CASA: CONDOMINIO CAMBIA PELLE, DOMANI SCATTA RIFORMA

    CASA: CONDOMINIO CAMBIA PELLE, DOMANI SCATTA RIFORMA

    IL CODACONS: NEI TRIBUNALI DI TUTTA ITALIA PENDONO OLTRE 2 MILIONI DI CAUSE PER QUESTIONI CONDOMINIALI

    IN TESTA ALLA CLASSIFICA DELLE LITI, RUMORI MOLESTI E ANIMALI DOMESTICI

    Domani 18 giugno entra in vigore la legge 220 dell’11/12/2012 che rivoluziona il mondo dei condomini.
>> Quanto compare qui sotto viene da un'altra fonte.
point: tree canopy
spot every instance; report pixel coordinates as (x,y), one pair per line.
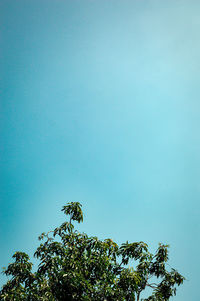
(73,266)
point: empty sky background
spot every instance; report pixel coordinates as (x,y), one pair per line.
(100,104)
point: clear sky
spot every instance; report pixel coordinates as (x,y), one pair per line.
(100,104)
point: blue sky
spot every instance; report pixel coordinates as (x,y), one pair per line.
(100,104)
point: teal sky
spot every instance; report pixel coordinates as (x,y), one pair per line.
(100,104)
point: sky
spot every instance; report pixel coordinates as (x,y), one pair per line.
(100,104)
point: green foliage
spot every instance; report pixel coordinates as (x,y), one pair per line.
(78,267)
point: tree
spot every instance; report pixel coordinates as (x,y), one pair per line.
(79,267)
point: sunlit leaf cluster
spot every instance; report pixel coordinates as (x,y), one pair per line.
(73,266)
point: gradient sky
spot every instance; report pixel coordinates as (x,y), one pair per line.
(100,104)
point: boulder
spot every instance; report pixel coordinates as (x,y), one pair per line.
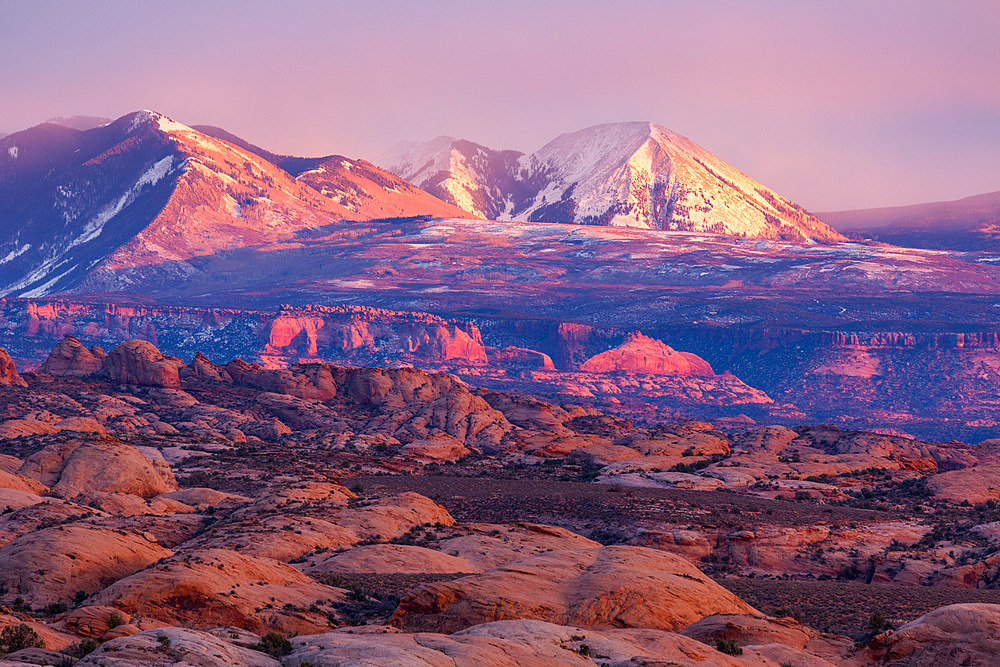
(69,358)
(606,587)
(138,362)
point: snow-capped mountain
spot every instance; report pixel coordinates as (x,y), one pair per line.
(623,174)
(145,195)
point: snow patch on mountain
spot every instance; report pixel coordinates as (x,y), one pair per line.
(635,174)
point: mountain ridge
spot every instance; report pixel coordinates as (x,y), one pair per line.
(636,174)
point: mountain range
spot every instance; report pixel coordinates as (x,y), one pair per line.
(624,174)
(146,194)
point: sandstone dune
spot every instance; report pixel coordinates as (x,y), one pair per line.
(104,464)
(391,559)
(52,564)
(606,587)
(958,634)
(69,358)
(210,587)
(175,646)
(138,362)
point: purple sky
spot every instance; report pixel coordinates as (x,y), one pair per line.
(844,104)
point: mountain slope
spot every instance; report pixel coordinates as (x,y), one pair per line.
(110,207)
(622,174)
(360,186)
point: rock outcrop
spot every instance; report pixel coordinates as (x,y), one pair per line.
(607,587)
(175,646)
(52,564)
(8,372)
(69,358)
(105,464)
(958,634)
(647,356)
(138,362)
(207,588)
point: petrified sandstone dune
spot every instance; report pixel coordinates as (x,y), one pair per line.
(138,362)
(958,634)
(606,587)
(105,464)
(179,646)
(206,588)
(52,564)
(69,358)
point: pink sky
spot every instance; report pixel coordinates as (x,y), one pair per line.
(837,105)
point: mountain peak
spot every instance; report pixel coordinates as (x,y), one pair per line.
(629,174)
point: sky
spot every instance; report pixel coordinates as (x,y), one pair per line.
(835,104)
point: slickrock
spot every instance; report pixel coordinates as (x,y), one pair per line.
(644,355)
(439,447)
(8,372)
(69,358)
(17,482)
(175,646)
(391,559)
(206,588)
(488,546)
(505,644)
(771,439)
(762,631)
(53,638)
(958,634)
(104,464)
(138,362)
(94,621)
(977,484)
(52,564)
(602,455)
(391,517)
(616,586)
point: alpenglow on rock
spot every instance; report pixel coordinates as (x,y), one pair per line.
(635,174)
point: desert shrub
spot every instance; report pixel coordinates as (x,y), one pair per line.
(54,608)
(728,646)
(274,644)
(16,637)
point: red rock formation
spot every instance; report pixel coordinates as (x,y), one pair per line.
(138,362)
(8,373)
(641,354)
(70,358)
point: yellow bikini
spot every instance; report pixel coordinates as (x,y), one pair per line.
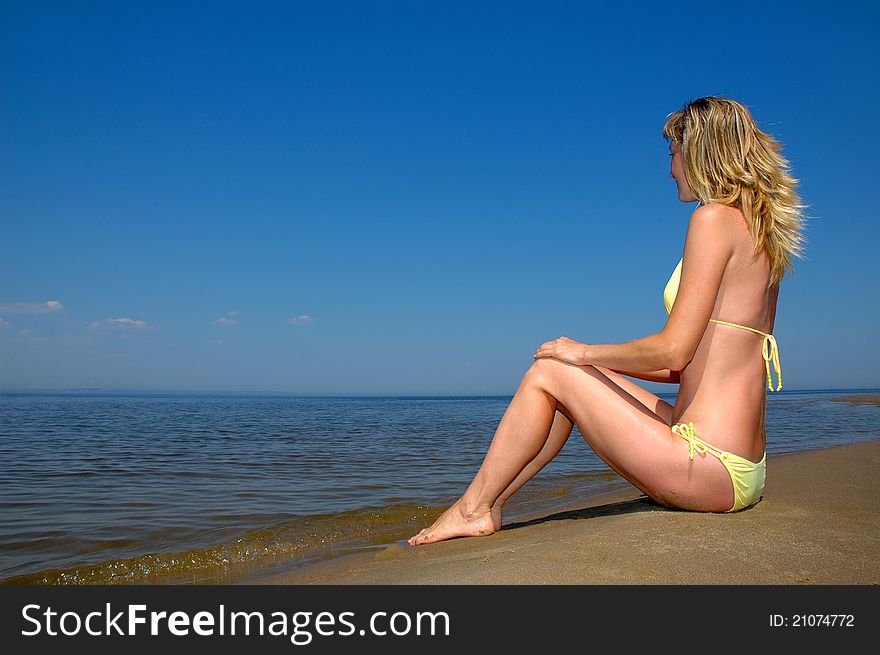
(747,476)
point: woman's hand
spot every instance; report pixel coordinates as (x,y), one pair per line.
(564,349)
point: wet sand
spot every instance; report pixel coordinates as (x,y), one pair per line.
(817,524)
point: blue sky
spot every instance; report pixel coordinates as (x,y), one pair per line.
(402,197)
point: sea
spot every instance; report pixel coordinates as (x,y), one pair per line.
(107,488)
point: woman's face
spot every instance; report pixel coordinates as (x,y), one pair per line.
(677,172)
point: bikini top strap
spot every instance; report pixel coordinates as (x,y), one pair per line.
(769,351)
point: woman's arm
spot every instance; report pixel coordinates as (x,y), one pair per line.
(708,247)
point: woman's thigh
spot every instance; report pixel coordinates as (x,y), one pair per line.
(632,439)
(652,401)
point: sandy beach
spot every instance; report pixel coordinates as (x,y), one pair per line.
(817,524)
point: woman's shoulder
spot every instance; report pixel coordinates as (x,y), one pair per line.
(715,210)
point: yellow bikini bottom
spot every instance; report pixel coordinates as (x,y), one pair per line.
(747,476)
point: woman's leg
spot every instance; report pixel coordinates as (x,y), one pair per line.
(628,436)
(561,430)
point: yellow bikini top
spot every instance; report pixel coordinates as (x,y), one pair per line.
(769,348)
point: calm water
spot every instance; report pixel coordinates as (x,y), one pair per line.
(162,488)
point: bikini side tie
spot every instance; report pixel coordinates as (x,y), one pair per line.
(696,445)
(769,351)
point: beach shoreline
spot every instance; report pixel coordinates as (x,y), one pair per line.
(816,524)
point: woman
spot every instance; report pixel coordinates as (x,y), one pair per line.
(706,453)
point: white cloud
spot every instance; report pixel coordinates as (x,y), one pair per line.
(32,307)
(123,322)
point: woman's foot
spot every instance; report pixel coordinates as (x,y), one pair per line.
(456,522)
(495,513)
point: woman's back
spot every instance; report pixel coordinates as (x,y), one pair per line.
(723,388)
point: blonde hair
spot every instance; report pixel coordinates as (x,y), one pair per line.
(728,160)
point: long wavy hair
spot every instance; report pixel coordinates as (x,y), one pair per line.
(728,160)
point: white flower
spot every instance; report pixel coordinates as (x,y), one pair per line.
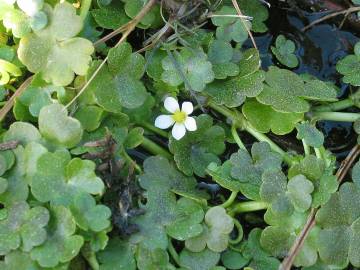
(179,118)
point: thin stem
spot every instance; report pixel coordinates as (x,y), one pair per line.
(132,162)
(10,103)
(129,28)
(237,138)
(9,145)
(263,138)
(173,253)
(224,111)
(335,116)
(240,233)
(238,10)
(84,8)
(230,200)
(306,147)
(154,129)
(240,121)
(335,106)
(318,153)
(299,242)
(230,16)
(155,149)
(90,257)
(251,206)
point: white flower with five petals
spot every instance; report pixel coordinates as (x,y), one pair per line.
(179,118)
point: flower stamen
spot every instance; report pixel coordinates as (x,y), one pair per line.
(179,116)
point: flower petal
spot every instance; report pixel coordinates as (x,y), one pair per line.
(190,124)
(187,107)
(164,121)
(171,104)
(178,131)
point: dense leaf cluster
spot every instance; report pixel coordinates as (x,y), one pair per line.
(88,181)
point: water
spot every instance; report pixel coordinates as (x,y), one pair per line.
(318,51)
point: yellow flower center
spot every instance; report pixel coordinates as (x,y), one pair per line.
(179,116)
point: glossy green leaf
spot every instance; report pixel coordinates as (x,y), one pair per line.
(56,126)
(62,244)
(198,149)
(284,52)
(55,51)
(264,119)
(310,134)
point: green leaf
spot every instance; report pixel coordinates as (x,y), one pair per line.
(249,169)
(59,179)
(22,132)
(258,12)
(196,150)
(17,189)
(249,82)
(23,227)
(258,257)
(62,244)
(189,67)
(233,260)
(134,138)
(122,74)
(204,260)
(339,220)
(160,179)
(88,215)
(153,259)
(55,51)
(284,52)
(90,117)
(38,95)
(264,119)
(230,28)
(285,91)
(216,233)
(118,254)
(56,126)
(133,7)
(21,260)
(355,174)
(299,190)
(350,67)
(220,55)
(189,215)
(325,183)
(110,16)
(310,134)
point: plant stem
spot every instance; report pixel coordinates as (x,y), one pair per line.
(318,153)
(154,129)
(10,103)
(335,116)
(250,206)
(132,162)
(310,223)
(335,106)
(240,233)
(237,138)
(306,148)
(263,138)
(230,200)
(90,257)
(173,253)
(155,149)
(128,28)
(239,120)
(84,9)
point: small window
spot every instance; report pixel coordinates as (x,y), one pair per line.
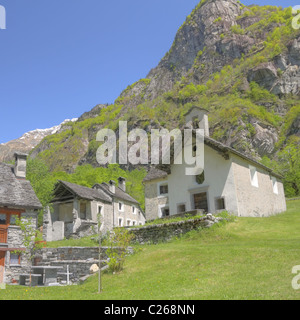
(83,210)
(2,218)
(163,189)
(253,176)
(13,219)
(220,204)
(15,259)
(181,208)
(275,185)
(121,206)
(165,212)
(200,178)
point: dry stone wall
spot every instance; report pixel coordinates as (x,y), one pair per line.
(165,232)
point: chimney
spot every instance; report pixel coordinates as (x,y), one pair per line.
(122,183)
(112,186)
(20,165)
(198,118)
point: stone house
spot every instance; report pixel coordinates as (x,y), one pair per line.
(75,210)
(17,199)
(230,181)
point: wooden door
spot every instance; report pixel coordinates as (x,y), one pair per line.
(2,264)
(200,201)
(3,227)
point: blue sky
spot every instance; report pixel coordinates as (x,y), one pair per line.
(59,58)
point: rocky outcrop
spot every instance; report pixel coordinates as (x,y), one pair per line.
(27,142)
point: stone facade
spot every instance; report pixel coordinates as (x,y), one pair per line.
(15,248)
(258,200)
(76,210)
(231,181)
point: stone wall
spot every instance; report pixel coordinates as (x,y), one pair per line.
(79,259)
(165,232)
(15,240)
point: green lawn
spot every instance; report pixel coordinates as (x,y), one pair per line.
(250,258)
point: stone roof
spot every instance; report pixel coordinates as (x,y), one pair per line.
(84,192)
(119,193)
(155,173)
(98,192)
(14,192)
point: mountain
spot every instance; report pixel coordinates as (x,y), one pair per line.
(239,62)
(27,142)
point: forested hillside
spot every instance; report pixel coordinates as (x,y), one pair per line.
(240,63)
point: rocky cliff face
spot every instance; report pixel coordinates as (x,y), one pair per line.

Molte le novità che scatteranno a partire da domani: dalle assemblee alle parti comuni, passando per la revoca dell’amministratore, l’installazione di pannelli solari, ecc.
    Si stima che le cause pendenti nei Tribunali di tutta Italia, riferibili a questioni condominiali, siano ad oggi oltre 2 milioni, su un totale di quasi 6 milioni di cause pendenti – spiega il Codacons – Ogni anno circa 200mila nuove controversie finiscono dal giudice, ma nel 2012 si è registrato un calo di 1/3 nelle nuove cause giudiziarie intentate per questioni condominiali, in virtù dell’obbligo della mediazione civile, che ha portato alla risoluzione di molte divergenze attraverso lo strumento della conciliazione.
    Dal punto di vista territoriale, il 45% delle cause viene intentato nel nord Italia, il 35% al centro e il 20% al sud – aggiunge il Codacons – Le regioni più “litigiose” sono Veneto, Lombardia ed Emilia Romagna (che registrano in totale quasi il 30% di tutte le cause iscritte), mentre quelle più accomodanti appaiono Molise, Basilicata e Sardegna (la cui somma delle controversie non supera il 6% del totale).
    Tra i principali motivi di litigio troviamo (in ordine decrescente):

    1)    rumori molesti provenienti da altri appartamenti (tv o radio a volume eccessivo, scarpe col tacco, sedie spostate, ecc.);
    2)    animali domestici (cani che sporcano il cortile, che abbaiano eccessivamente, che attaccano altri condomini, gatti che miagolano di notte, ecc.);
    3)     errato utilizzo delle aree condominiali comuni (auto parcheggiate in modo errato, materiali depositati negli androni, terrazze condominiali usate come ripostigli, ecc.);
    4)    odori fastidiosi provenienti da altri appartamenti (in genere legati all’utilizzo della cucina);
    5)    problemi connessi ai cortili o ai giardini condominiali (bambini che giocano a pallone, persone che parlano a voce alta, ecc.);
    6)    vertenze con l’amministratore di condominio (richieste inevase, lavori non eseguiti, manutenzione dei locali non effettuata, ecc.);
    7)    piante e balconi (innaffiatura eccessiva, foglie che cadono, tovaglie e tappeti sbattuti dal piano superiore, ecc.).